Proj-logo

Arquivo Pessoa

OBRA ÉDITA · FACSIMILE · INFO
pdf
Fernando Pessoa

Separados, teremos, cada um de nós, um sentido nacional;

Ibéria

 

Separados, teremos, cada um de nós, um sentido nacional; não temos sentido civilizacional. Poderemos existir mais ou menos digna e decentemente, como qualquer Bélgica ou qualquer Suíça, mas isso não é existência digna de que a ela se aspire. Valemos mais do que isso; temos direito a fazer mais que a existir.

 

A república portuguesa é o primeiro passo dado para a civilização ibérica. Não foi dado, é claro, conscientemente: os nossos republicanos são incapazes de qualquer actividade do cérebro anterior. Mas foi um passo que o Destino fez dar.
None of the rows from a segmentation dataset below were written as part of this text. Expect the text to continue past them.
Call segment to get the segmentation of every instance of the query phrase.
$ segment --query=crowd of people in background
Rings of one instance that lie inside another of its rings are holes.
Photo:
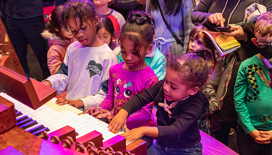
[[[272,154],[271,73],[262,61],[272,60],[271,0],[1,4],[26,74],[29,44],[42,82],[66,92],[56,104],[105,118],[114,133],[124,126],[127,139],[148,142],[148,154],[201,154],[198,129],[227,146],[235,130],[241,154]],[[201,32],[218,27],[241,44],[224,57]]]

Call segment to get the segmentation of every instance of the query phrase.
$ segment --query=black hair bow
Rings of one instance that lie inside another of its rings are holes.
[[[132,13],[129,18],[128,21],[131,22],[136,21],[138,25],[141,25],[145,23],[147,19],[147,18],[143,16],[139,17],[136,16],[135,14]]]

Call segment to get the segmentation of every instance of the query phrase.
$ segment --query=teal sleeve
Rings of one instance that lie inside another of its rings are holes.
[[[117,55],[117,61],[118,61],[118,63],[124,62],[124,61],[123,60],[123,58],[122,58],[122,55],[121,54],[121,51],[119,52],[119,54]]]
[[[234,89],[234,106],[241,124],[246,134],[255,129],[250,121],[249,112],[246,104],[247,82],[245,66],[242,63],[239,68]]]

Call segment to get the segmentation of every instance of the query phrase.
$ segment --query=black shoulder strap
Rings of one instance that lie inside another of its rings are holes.
[[[182,42],[181,42],[181,41],[179,39],[177,35],[176,35],[176,34],[173,32],[173,30],[172,30],[172,29],[171,29],[171,27],[170,27],[170,26],[169,25],[168,23],[167,23],[167,22],[166,22],[166,21],[165,20],[165,19],[164,18],[164,16],[163,16],[163,14],[162,13],[162,11],[161,10],[161,5],[160,4],[160,1],[159,0],[158,1],[158,5],[159,7],[159,9],[160,9],[160,12],[161,12],[161,16],[162,17],[162,19],[163,20],[163,21],[164,22],[164,23],[165,23],[165,25],[166,25],[166,27],[167,27],[167,28],[169,30],[169,31],[170,31],[170,32],[172,33],[172,35],[173,35],[173,36],[174,37],[174,38],[175,38],[175,39],[176,40],[176,41],[177,41],[177,43],[178,44],[179,44],[181,45],[182,47],[183,47],[183,46],[184,45],[183,44],[183,43],[182,43]]]

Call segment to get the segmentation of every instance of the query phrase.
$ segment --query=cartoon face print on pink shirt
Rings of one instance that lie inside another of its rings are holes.
[[[134,83],[126,80],[114,79],[114,112],[117,114],[128,100],[134,94]]]

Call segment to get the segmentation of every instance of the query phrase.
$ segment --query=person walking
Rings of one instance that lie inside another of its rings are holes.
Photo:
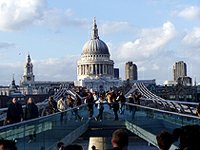
[[[79,113],[78,113],[78,110],[79,110],[79,106],[82,104],[82,102],[81,102],[81,99],[80,99],[80,97],[78,96],[78,95],[76,95],[76,98],[75,98],[75,101],[74,101],[74,106],[75,106],[75,108],[74,108],[74,115],[75,115],[75,119],[76,120],[80,120],[80,121],[82,121],[83,120],[83,117],[81,117],[80,115],[79,115]]]
[[[58,102],[57,102],[57,109],[58,111],[62,112],[67,108],[66,102],[65,102],[65,98],[61,97]]]
[[[113,101],[112,109],[113,109],[113,112],[114,112],[114,115],[115,115],[115,120],[119,120],[119,117],[118,117],[119,103],[116,99],[113,99],[112,101]]]
[[[23,120],[22,105],[17,102],[17,98],[15,97],[8,106],[6,120],[8,124],[17,123]]]
[[[33,99],[29,97],[25,107],[24,119],[30,120],[38,117],[39,117],[38,107],[33,102]],[[36,129],[34,127],[33,131],[30,131],[28,143],[31,143],[35,139],[36,139]]]
[[[126,102],[126,98],[124,96],[124,94],[122,92],[118,92],[118,97],[117,97],[117,101],[119,102],[119,110],[120,110],[120,114],[123,114],[124,113],[124,104]]]
[[[102,121],[103,119],[103,110],[104,110],[104,97],[103,95],[100,96],[100,98],[95,102],[97,104],[97,109],[99,110],[99,114],[95,118],[96,121]]]
[[[57,112],[57,103],[53,99],[52,96],[50,96],[49,99],[48,99],[47,111],[48,111],[48,114],[53,114],[53,113]]]
[[[92,119],[93,117],[93,113],[94,113],[94,97],[92,95],[92,93],[88,93],[87,97],[86,97],[86,103],[88,104],[88,111],[89,111],[89,119]]]

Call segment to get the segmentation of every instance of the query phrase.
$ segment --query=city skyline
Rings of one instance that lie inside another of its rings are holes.
[[[36,80],[76,80],[94,17],[123,79],[127,61],[137,64],[138,79],[160,84],[173,79],[174,62],[184,61],[188,76],[200,82],[198,0],[2,0],[0,6],[0,85],[13,74],[19,83],[28,53]]]

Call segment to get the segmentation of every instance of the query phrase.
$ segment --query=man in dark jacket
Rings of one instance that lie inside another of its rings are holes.
[[[16,98],[13,98],[8,106],[7,111],[7,123],[17,123],[23,119],[22,105],[17,102]]]
[[[29,120],[29,119],[34,119],[38,117],[39,117],[38,107],[33,102],[33,99],[29,97],[26,107],[25,107],[24,119]],[[28,143],[32,142],[33,139],[35,138],[36,138],[36,129],[34,128],[33,130],[30,131]]]
[[[86,97],[86,103],[88,104],[88,111],[89,111],[89,119],[92,119],[93,113],[94,113],[94,97],[92,95],[92,93],[88,93],[87,97]]]
[[[39,117],[38,107],[33,102],[33,99],[30,97],[27,101],[27,105],[25,107],[25,120],[34,119]]]

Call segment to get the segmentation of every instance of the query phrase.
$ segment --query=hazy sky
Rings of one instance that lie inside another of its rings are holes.
[[[0,0],[0,85],[19,83],[28,53],[36,80],[75,80],[94,17],[122,79],[127,61],[157,83],[185,61],[200,82],[199,0]]]

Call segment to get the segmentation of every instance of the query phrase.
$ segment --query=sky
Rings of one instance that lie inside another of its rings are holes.
[[[200,82],[199,0],[1,0],[0,85],[19,84],[27,55],[37,81],[76,80],[77,60],[96,17],[124,79],[127,61],[139,79],[173,80],[177,61]]]

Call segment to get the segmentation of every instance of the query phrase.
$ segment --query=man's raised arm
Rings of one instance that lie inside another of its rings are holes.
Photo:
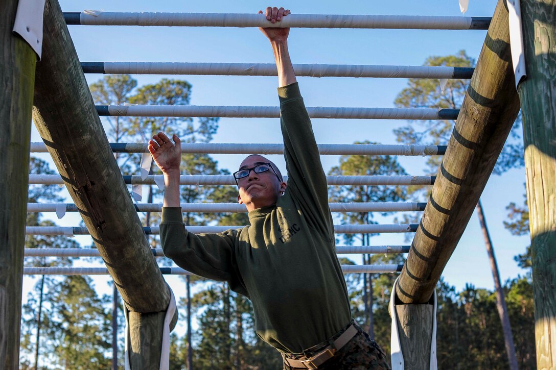
[[[148,151],[164,174],[164,207],[180,207],[181,142],[176,134],[172,139],[173,143],[163,133],[159,132],[148,142]]]
[[[262,13],[259,11],[259,13]],[[266,19],[280,22],[290,14],[284,8],[268,7]],[[289,179],[288,191],[296,199],[300,210],[316,229],[334,239],[334,224],[328,206],[326,177],[320,162],[311,121],[303,103],[290,59],[287,28],[263,28],[270,41],[278,71],[284,157]]]
[[[282,18],[290,14],[289,10],[284,8],[272,8],[268,7],[265,11],[266,19],[272,23],[280,22]],[[259,11],[262,14],[262,11]],[[290,53],[287,49],[287,36],[290,33],[289,28],[259,28],[261,32],[270,41],[274,52],[274,59],[278,69],[278,87],[282,87],[296,82],[294,67],[290,59]]]

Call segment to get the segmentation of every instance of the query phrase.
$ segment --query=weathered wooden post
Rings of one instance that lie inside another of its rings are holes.
[[[14,34],[18,0],[0,2],[0,368],[19,368],[31,108],[37,56]]]
[[[47,0],[44,24],[33,121],[130,310],[131,368],[158,368],[170,289],[110,149],[56,0]]]
[[[521,0],[523,115],[537,367],[556,367],[556,0]]]
[[[473,213],[519,110],[509,45],[508,12],[499,0],[429,202],[396,288],[398,304],[425,311],[446,263]],[[419,306],[421,307],[419,307]],[[399,307],[399,306],[398,306]],[[401,322],[415,310],[396,308]],[[410,327],[404,356],[430,341],[432,328]],[[421,362],[428,368],[428,362]]]

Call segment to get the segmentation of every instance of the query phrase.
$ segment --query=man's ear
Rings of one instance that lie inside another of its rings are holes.
[[[280,191],[282,194],[286,191],[286,188],[287,187],[287,184],[286,184],[284,181],[280,183]]]

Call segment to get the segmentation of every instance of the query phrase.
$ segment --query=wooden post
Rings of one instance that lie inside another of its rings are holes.
[[[430,369],[434,306],[398,304],[395,307],[404,367]]]
[[[429,301],[519,111],[508,14],[505,0],[499,0],[396,286],[403,303]]]
[[[159,319],[170,290],[110,150],[56,0],[46,1],[43,37],[33,121],[131,311],[132,368],[147,368],[160,362]]]
[[[537,366],[556,367],[556,0],[521,0],[523,114]]]
[[[12,30],[17,0],[0,2],[0,368],[19,368],[21,286],[37,56]]]

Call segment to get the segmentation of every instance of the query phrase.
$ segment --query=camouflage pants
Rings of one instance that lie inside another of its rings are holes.
[[[389,370],[384,351],[356,324],[358,333],[319,370]],[[284,364],[284,370],[290,370]]]

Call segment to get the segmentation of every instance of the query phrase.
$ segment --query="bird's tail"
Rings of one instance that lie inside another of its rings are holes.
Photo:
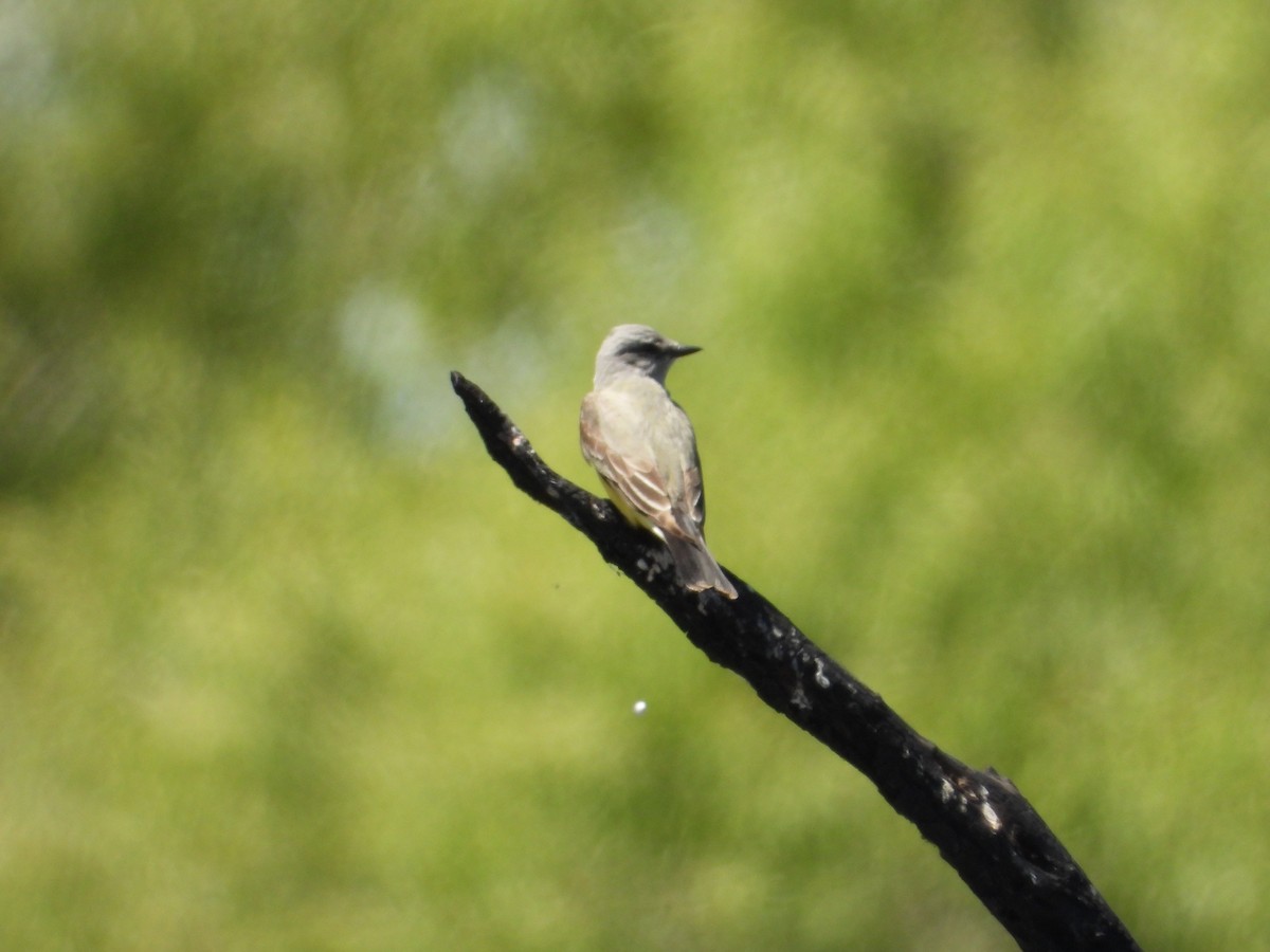
[[[687,538],[665,533],[665,545],[674,559],[679,579],[692,592],[714,589],[724,598],[737,598],[737,589],[728,581],[719,562],[710,555],[702,539]]]

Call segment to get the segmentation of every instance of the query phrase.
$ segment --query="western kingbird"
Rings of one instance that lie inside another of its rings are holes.
[[[665,374],[685,347],[640,324],[608,331],[596,355],[596,388],[582,401],[582,454],[630,522],[671,550],[692,592],[737,598],[706,548],[706,503],[692,424],[665,392]]]

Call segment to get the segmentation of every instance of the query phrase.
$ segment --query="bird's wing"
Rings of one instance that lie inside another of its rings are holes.
[[[591,393],[582,402],[579,434],[582,454],[601,479],[612,486],[626,503],[653,526],[676,536],[691,538],[696,533],[683,526],[674,512],[671,493],[665,480],[648,452],[631,452],[634,447],[615,448],[612,435],[606,434],[603,420],[597,407],[596,395]],[[700,470],[697,472],[697,493],[700,493]]]
[[[683,470],[683,503],[687,515],[697,532],[706,526],[706,493],[701,482],[701,459],[697,457],[697,444],[692,440],[692,459]]]

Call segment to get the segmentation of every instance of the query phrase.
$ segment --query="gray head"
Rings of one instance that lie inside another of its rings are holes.
[[[608,331],[599,345],[596,387],[627,374],[652,377],[664,385],[671,364],[700,349],[671,340],[643,324],[620,324]]]

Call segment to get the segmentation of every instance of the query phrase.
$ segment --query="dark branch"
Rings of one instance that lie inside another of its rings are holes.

Deverá esse fenómeno repercutir-se em Espanha?... Na Catalunha deve ter tido efeito, porque foi o sacudir de um jugo; aparentemente talvez, mas são as aparências que impressionam o estrangeiro. Mas não está cada vez mais forte a monarquia espanhola? C> Destino o dirá. Forte e bem orientada começou a ser a monarquia portuguesa sob o governo João Franco, quando caiu moribunda.

Querer reimplantar a monarquia em Portugal é dos maiores crimes que se pode meditar contra a Pátria Portuguesa e contra a futura (ou possível) Civilização Ibérica. Nada importa investigar qual o valor de monarquia ou de república, em si, ou em relação aos países da Ibéria. É em relação ao conjunto ibérico que esse fenómeno político tem de ser analisado.

Para uma união ibérica de qualquer espécie, seja essa espécie qual for, três coisas são essenciais, e sem elas nada se poderá fazer, e antes de elas se fazerem é inútil pensar sem receio nosso em qualquer aproximação. Essas três coisas são: 1.º a abolição da monarquia em Espanha, 2.º a separação final da península nas suas três nacionalidades essenciais — a Catalunha, Castela e as províncias que conseguiu submergir na sua personalidade, e o estado galaico-português. É absolutamente impensável a solução do problema ibérico sem ser por uma federação; é impensável a federação com a constituição desigual, antinatural, viciosa e falsa, dos estados ibéricos actuais. Se os espanhóis não querem, como é natural, encarar de modo algum essa solução do problema, pedimos que nos desculpem de deixar de pensar no assunto.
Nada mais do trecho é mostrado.